容庭與若是仍舊一塵不染的白衣,那他一定會被這兩個人看到。可是現在, 他的大衣已經染上了很多灰塵變成灰色, 和地牢的牆壁顏色極其相似。就是因爲這個, 容庭與才能不被他們發現而靠近到他們一丈之內,一擊得手。
擊暈兩名弟子的時候, 大叔已經快要出來了。容庭與剛好堪堪避開他,看準方向,便一掠而去。
地牢離蘭花門的正門不遠,沒走幾步,吵雜聲就越來越響。容庭與隱約聽到刀劍相擊的聲響, 腳下更急了, 跑得更快。
然而, 他卻忘了留意周圍那些無處不在的陷阱。
一道黑影掠到他面前, 擋住了他的去路。
“容庭與你要逃?”黑衣女子冷冷笑着, 拔劍,“休想!”
黑衣女的劍法凌厲無比, 似是不想殺他,只想生擒。
容庭與似乎已經聽到了蘇繁詩的聲音,沒有心思與她爲敵,只隨手揮出一劍格擋,以爲對方也如之前兩名小弟子那麼容易打發。
那麼近,他不想之前辛辛苦苦籌劃好的越獄都前功盡棄。琴和劍一樣,最能看出一個人的心情,而此刻他的劍法異常煩躁,在氣勢上其實就已經輸了。
“詩詩……”容庭與揮劍的當兒輕輕地默唸,喘了一口氣,“你等我來!”
他的劍眼見就要近到對方身邊,兮籬回手反擊,一個漂亮的翻身,便在容庭與的手臂上劃下一道血傷。
白衣少年一驚,急急回劍,可也已經只剩節節敗退的份。
容庭與的心全在蘇繁詩身上,根本沒心思迎戰,當然不敵兮籬。一時三刻後,兮籬的劍已經架在容庭與的脖子上。
還沒反應過來,兮籬已經點了他的四處穴道。
“走!”兮籬狠狠推了推他。
黑衣少年披着一件斗篷,混進人羣裡,遠遠就看到蘇繁詩的的紫衣。他隨手揮劍,就解決了兩個同門。蘭花門弟子都以爲他是同門之一,都不曾防他,卻沒想到莫風對同門出手,而且出手如此狠厲。
莫風的劍法在蘭花門中已算翹楚,普通弟子和他根本沒法比。

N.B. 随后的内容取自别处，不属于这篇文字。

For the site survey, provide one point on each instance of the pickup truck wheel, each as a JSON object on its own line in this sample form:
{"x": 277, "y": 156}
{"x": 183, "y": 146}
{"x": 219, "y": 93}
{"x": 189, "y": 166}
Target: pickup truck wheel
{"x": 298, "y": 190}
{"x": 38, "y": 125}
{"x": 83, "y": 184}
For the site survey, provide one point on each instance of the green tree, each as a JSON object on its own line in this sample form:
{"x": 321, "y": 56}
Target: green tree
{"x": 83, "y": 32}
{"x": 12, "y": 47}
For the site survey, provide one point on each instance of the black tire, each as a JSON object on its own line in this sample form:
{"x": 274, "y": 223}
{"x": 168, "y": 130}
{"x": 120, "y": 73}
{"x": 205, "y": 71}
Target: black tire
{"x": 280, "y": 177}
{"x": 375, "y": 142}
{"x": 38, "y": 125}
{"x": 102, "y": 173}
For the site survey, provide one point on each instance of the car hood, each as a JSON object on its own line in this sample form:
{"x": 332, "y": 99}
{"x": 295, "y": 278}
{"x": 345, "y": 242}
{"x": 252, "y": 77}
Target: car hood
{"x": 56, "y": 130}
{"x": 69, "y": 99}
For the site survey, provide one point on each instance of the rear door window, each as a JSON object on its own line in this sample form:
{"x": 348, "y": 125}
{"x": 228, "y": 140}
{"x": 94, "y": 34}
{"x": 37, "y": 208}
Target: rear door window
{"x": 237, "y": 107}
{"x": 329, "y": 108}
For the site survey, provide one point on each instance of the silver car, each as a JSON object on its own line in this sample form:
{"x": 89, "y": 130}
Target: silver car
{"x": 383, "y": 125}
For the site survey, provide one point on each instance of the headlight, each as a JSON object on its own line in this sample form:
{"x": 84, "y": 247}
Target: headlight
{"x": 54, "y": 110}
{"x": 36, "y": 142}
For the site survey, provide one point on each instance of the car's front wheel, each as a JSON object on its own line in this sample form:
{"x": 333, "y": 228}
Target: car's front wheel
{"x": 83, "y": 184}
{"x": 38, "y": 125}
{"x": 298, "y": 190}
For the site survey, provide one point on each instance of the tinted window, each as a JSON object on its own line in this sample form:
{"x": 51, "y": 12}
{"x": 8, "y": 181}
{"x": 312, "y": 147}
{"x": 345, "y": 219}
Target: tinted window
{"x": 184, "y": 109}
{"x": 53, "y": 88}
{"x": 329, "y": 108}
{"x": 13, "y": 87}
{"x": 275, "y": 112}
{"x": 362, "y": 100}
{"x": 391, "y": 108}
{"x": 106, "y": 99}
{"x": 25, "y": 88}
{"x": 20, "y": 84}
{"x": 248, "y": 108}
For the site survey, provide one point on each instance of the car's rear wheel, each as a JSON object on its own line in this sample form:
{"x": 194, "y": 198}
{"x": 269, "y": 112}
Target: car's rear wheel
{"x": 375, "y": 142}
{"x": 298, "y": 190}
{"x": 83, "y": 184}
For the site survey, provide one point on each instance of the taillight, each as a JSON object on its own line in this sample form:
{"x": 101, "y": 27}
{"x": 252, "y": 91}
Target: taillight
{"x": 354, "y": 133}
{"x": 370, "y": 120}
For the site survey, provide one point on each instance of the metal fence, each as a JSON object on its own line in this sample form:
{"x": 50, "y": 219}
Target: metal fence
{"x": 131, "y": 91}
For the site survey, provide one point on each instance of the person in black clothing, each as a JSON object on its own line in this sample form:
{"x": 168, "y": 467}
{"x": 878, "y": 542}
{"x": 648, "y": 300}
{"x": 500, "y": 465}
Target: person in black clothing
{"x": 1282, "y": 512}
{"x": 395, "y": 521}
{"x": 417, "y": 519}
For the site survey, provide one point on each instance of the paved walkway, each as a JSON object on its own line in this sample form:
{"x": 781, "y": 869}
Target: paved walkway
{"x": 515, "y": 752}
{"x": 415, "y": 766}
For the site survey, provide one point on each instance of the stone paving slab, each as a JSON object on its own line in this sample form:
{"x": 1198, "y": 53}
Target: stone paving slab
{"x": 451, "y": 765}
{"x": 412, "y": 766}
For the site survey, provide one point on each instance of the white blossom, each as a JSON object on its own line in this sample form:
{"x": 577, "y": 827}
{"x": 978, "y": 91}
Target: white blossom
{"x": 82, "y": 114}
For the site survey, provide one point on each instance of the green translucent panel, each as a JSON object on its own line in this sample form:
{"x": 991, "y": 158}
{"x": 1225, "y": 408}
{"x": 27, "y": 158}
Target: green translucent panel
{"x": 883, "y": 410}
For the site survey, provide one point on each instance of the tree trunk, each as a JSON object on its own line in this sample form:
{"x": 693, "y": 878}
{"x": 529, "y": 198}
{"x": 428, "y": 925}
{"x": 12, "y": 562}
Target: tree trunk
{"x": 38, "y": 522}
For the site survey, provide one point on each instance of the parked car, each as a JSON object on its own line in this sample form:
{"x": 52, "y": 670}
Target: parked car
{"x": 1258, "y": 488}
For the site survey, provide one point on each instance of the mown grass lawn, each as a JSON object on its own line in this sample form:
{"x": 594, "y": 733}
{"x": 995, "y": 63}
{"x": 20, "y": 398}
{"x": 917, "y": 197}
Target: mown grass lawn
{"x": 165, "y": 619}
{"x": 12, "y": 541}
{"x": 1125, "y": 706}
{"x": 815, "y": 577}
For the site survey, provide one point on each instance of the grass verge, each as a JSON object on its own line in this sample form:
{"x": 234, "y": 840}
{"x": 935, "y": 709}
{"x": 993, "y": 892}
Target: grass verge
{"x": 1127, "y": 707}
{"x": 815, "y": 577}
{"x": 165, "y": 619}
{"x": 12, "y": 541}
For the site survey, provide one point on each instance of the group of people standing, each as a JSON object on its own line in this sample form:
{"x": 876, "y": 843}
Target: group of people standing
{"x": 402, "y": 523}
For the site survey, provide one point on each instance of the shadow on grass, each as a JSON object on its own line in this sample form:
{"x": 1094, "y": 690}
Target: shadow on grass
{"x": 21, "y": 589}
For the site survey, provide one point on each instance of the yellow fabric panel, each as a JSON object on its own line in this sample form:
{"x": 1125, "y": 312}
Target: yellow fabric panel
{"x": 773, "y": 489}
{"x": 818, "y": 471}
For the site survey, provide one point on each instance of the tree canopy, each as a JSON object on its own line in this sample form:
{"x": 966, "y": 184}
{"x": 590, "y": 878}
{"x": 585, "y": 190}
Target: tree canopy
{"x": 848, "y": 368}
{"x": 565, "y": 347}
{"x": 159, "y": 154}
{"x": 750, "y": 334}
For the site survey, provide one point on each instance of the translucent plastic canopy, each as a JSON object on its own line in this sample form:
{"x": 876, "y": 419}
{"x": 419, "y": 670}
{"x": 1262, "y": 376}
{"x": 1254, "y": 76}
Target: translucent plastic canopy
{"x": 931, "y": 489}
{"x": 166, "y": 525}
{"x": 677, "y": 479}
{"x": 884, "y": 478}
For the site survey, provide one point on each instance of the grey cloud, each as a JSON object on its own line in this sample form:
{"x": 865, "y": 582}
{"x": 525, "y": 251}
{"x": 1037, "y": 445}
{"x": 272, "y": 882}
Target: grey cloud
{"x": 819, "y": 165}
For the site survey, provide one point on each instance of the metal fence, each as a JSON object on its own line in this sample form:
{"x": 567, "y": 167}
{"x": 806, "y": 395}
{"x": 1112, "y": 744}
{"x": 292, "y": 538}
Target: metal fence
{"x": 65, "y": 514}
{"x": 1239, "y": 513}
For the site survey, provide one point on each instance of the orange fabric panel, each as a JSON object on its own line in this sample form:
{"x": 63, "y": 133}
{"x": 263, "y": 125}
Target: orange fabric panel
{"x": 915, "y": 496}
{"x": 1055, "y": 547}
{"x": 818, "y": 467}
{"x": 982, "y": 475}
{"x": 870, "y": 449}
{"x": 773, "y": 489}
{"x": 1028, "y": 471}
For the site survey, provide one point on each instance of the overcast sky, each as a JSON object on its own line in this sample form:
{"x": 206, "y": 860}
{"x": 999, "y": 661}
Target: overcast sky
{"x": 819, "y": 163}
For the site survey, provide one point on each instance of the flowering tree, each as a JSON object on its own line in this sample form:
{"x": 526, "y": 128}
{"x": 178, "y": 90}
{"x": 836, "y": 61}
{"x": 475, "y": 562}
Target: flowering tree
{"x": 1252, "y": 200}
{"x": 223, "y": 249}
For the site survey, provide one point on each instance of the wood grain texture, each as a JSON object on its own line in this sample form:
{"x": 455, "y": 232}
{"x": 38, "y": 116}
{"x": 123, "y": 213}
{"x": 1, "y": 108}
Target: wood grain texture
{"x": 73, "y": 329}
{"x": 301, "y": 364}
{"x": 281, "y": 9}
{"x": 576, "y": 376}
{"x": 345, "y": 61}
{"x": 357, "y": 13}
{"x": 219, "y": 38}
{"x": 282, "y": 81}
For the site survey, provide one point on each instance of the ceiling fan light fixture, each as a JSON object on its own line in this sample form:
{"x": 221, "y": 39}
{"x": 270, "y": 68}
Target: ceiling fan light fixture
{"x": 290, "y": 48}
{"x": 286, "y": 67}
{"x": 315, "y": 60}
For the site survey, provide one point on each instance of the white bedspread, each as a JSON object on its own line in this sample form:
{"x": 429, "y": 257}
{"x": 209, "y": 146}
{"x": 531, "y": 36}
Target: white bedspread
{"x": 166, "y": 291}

更何況,他對同門的招數了如指掌。
人很多,莫風一個人混不了多久,就會有人發現他是在爲蘇繁詩開路,助她逃跑。
若兮籬來助他……一切會順利很多。
不過,她不願,也是在情理之中。畢竟,她完全沒必要冒這個險。
蘇繁詩對他還有太多誤會,他不想和她正面相撞,只有拉好斗篷,默默地爲她解決了一個又一個蘭花門殺手,讓她不受到傷害。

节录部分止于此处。